"My sustainable food philosophy is not about being perfect"

Apart from my professional interests, I find myself interested in environmental sustainability in general – food, transportation, waste etc. I’m most passionate about sustainability in lab work, which is part of my everyday life. I take part in LEAF (Laboratory Efficiency Assessment Framework) project and see first-hand how much needs to be done to transform labs to be sustainable.

My sustainable food philosophy is not about being perfect but instead relates to all aspects of sustainability in our food habits. We don’t have to be all vegan or achieve zero food waste. We don’t have to be all seasonal or all regional, but if we spend some thought and energy on all of those, we will achieve much better sustainability in our food consumption. 

I did the Veganuary challenge last year. This year, since I share a house and cooking rota with five other people, I took a different approach not to impose on my housemates, when things are challenging as it is. When it is my turn to cook for everyone, I cook vegan, but I adjust when someone else cooks. Overall, it balances. One evening when everyone eats vegan is the same as just me eating vegan every night.

I guess it is the same principle with family and events. Instead of advocating, I would offer my own dish or a gift in the form of a special vegan product. I think it is more valuable because it allows people to get closer to the agenda and explore new things. Labels often set people off; this is a way to create interest without flagging it.

Photo of an aubergine, blackberry and mint dish on a dining table

I have been vegetarian for many years but not rigorously. If I crave something, or if I miss a home traditional dish, I will have it.

Food waste is another area that has to change.  It is difficult to plan your shopping, and no one buys food with the intention of throwing it away. But the end result is that about 30% of food that is  produced ends up as waste.

The key thing that I learned to minimise my food waste is that I can freeze everything. I either chop fruit and vegetables that are about to go bad and freeze them for future use or cook in bulk and freeze. 

Another way to prevent food waste is to make something out of what you normally consider leftovers – for example, I learned to make perfect pesto from the carrots’ greens. I initially got it as a gift from someone, loved it, got the recipe, and now I pass it on. 

Another example was the pumpkin carving contest in Somerville college. We wanted to participate but didn’t want to waste food, so we ended up exploring how to use all the parts of the pumpkin – we roasted the seeds and used the pumpkin guts for pumpkin spice latte.  

The amount of food waste is what frustrates me the most.  The fact that veggies without the perfect form don’t even get to the point of sale and end up as waste. I understand if people don’t want to change their food habits, they like meat or get something out of it, and I respect everyone’s choice. But food waste doesn’t have any additional value to anyone.   

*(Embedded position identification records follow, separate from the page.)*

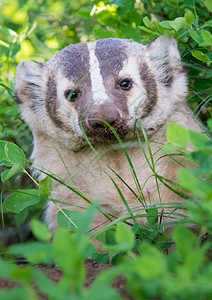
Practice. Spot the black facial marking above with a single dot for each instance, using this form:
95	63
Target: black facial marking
151	89
111	54
74	63
52	104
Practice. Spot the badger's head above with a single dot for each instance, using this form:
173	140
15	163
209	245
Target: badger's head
110	81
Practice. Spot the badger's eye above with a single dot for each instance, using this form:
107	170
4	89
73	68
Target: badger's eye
125	84
72	95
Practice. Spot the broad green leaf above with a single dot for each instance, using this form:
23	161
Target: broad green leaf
177	134
166	24
34	252
198	140
152	215
169	148
200	56
21	199
6	268
196	35
7	174
45	187
189	16
11	153
40	231
208	4
124	237
207	37
178	23
148	23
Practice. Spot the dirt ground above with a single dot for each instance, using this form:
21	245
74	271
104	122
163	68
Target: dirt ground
54	273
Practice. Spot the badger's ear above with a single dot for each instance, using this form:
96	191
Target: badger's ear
164	58
30	83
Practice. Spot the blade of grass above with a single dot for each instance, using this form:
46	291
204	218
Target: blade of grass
123	198
127	156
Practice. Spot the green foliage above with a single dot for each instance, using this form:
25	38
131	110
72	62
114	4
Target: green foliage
34	30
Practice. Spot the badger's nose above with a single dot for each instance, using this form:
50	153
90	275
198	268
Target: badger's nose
98	117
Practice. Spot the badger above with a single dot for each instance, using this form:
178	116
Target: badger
83	107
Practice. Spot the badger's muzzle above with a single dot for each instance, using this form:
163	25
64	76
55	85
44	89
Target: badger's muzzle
98	117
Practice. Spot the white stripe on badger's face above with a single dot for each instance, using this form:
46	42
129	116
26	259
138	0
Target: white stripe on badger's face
97	86
138	94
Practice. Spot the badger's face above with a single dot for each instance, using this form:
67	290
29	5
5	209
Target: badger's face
91	85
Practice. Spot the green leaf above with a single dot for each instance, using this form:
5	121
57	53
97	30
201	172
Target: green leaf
34	252
184	239
21	199
198	140
124	237
148	23
45	187
6	268
189	16
7	174
68	219
177	134
208	4
152	215
178	23
207	37
187	179
151	263
17	293
196	36
11	153
165	24
40	231
200	56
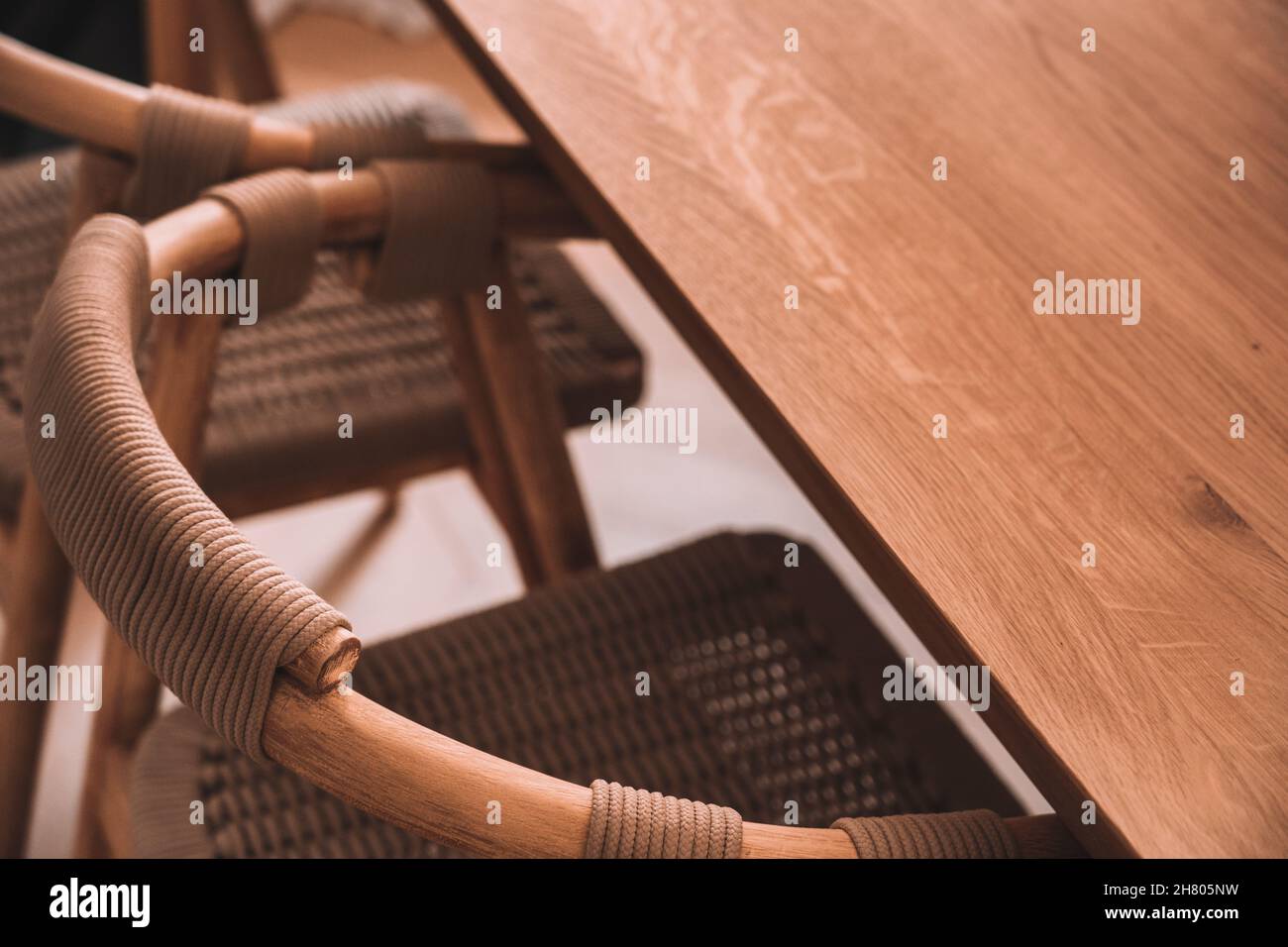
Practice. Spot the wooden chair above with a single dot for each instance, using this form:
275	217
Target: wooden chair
742	660
511	444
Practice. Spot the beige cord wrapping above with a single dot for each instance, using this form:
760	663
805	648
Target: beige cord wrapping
282	221
974	834
442	231
128	514
185	142
635	823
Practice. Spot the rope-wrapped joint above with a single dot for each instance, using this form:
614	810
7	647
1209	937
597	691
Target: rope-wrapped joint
281	217
443	230
973	834
210	615
185	142
635	823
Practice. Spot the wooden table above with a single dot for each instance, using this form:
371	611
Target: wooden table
812	169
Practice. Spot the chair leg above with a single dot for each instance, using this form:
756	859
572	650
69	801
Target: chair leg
42	582
490	468
523	468
130	694
170	59
240	50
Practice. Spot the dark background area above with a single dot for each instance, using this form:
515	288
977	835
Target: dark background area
103	35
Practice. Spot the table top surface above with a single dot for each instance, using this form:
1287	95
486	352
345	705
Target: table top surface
1113	682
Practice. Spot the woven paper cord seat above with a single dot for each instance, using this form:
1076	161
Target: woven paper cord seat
282	382
764	686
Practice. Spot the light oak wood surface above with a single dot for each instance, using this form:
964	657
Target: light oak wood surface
1112	684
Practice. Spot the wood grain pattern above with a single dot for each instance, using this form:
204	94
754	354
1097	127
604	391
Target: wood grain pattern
812	169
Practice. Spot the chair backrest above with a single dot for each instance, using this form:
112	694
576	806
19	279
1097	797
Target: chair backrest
128	540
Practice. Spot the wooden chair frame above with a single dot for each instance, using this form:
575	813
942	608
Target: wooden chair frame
377	761
519	459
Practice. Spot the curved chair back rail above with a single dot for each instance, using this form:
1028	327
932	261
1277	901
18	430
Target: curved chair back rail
106	112
356	749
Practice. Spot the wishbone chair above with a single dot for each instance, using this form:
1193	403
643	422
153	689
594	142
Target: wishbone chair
515	450
265	661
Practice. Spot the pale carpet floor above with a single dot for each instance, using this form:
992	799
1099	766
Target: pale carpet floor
426	561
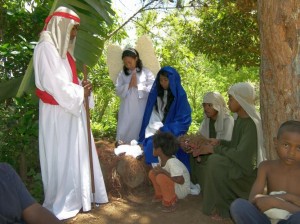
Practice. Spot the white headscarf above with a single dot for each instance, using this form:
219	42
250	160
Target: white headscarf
57	30
218	103
244	94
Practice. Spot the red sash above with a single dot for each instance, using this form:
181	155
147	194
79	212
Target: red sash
46	97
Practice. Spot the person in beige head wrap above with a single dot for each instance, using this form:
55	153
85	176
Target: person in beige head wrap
63	135
216	115
230	170
217	123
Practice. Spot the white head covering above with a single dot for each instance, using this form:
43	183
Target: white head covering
244	94
57	30
218	102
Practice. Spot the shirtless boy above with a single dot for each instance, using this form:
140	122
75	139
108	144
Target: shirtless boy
281	177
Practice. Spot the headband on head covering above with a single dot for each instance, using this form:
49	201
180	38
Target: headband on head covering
244	94
219	104
57	30
130	52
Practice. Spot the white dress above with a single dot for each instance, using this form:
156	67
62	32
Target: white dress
133	103
63	141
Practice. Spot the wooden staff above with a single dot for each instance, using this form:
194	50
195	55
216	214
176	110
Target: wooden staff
86	102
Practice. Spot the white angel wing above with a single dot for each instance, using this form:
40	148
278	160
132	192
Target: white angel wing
145	48
114	61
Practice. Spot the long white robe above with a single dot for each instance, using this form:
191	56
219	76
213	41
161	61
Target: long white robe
63	141
133	103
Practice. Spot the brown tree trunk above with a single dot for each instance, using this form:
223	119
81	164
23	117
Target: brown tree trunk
279	22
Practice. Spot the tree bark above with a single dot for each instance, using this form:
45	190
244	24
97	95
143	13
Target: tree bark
279	22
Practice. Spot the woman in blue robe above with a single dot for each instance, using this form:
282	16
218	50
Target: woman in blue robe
167	110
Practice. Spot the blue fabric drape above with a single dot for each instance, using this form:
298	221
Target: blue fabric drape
177	120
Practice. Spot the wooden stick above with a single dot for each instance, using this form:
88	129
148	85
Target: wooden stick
86	102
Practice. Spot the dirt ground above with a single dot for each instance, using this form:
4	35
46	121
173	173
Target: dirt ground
134	205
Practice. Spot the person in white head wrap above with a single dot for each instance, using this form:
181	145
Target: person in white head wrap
63	141
216	115
230	170
133	85
217	123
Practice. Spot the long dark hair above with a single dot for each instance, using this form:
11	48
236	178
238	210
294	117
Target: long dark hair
131	52
160	94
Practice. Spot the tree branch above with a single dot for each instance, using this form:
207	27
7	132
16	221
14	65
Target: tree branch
144	8
128	20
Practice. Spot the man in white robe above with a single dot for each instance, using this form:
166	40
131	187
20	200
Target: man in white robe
63	137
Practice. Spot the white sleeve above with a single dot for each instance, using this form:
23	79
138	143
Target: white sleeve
146	81
121	86
53	75
228	127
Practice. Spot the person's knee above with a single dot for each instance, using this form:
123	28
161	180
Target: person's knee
161	179
151	174
294	219
237	206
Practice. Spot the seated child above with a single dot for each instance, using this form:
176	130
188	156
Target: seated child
281	177
170	179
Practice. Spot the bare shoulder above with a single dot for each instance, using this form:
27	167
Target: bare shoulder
268	165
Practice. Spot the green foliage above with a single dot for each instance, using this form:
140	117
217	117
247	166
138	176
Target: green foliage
198	73
226	35
19	132
19	140
104	115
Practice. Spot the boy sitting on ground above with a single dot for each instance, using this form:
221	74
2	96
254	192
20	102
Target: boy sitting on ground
281	204
170	179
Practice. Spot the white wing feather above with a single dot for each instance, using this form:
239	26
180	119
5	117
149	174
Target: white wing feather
114	61
145	48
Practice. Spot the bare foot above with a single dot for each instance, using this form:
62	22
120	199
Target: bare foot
217	217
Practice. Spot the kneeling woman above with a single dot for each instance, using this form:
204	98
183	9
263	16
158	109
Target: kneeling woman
167	110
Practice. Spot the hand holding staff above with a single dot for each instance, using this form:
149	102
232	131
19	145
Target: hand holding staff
87	91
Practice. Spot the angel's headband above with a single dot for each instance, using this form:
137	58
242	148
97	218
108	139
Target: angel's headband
130	52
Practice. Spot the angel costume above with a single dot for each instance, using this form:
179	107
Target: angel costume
133	103
176	119
221	128
231	170
63	137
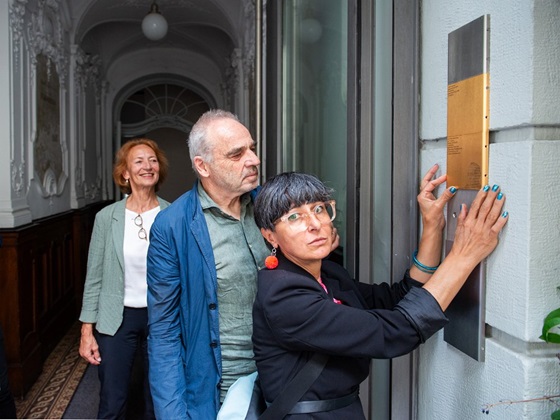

My guilty pleasure is everything that is cooked by my mom. Our traditional food is very heavy on meat so it wouldn’t be a part of my day-to-day diet. But this food has a lot of value for me in terms of a sense of home and family.  I think it is especially the case for people who live abroad.

My least favourite food without any question and doubt is coriander!

Two tips for Oxford students – if you get a veg box delivery, you can save a lot of time and plastic.  Most of the services will leave it outside the door if you aren’t home. And at least so far, no one ever stole my veg!

Another tip to cut plastic is to buy in the refill shops – my favourites are OxUnboxed and Flo’s refill shop.